A Garden Valentine

You can have year-round valentine gifts in the garden, you know. Take Judy and I. We’ve been married for almost 28  years. If you walk around the garden, you’ll see many valentines from me to her.

Peony 'America'
Peony ‘America’.

 

For example, there’s the Lilac on the east side of the house. There are many shrubs I prefer over a Lilac. She loves Lilacs, though, so I planted one, right by the window so she can smell it in bloom. If this doesn’t count as a valentine, then I don’t know what does.

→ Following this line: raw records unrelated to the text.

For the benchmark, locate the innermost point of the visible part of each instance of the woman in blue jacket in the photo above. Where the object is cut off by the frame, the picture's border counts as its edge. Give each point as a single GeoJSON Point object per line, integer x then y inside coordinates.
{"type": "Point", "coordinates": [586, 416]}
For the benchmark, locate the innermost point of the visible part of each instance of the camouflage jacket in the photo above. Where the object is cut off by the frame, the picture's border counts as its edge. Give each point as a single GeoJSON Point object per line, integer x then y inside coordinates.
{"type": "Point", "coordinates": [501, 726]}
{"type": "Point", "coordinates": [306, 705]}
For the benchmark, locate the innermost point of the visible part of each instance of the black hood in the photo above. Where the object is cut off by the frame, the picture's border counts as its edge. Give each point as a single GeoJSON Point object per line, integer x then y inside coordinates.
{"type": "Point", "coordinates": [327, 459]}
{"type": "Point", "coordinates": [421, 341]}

Then there are the Peonies. I really don’t like Peonies. However, Judy yearned for Peonies, so I ordered five from Klehm Song Sparrow Farm. Now they take up scarce space in the back that could be filled by some  really worthwhile perennials. But you cannot have love without sacrifice.

Tomato 'Black Cherry'
Heirloom cherry tomato ‘Black Cherry’.

 

Oh, and don’t forget the cucumbers and heirloom tomatoes. I’m not really interested in vegetable gardening when there are several perfectly good Farmers’ Markets within a few miles of our house. But she really wanted some home-grown edibles, so I put in a small vegetable garden.

There’s also the Prairie Smoke (Geum triflorum). For a long time, Judy would ask wistfully, “Why don’t we have any Prairie Smoke?” So I got some.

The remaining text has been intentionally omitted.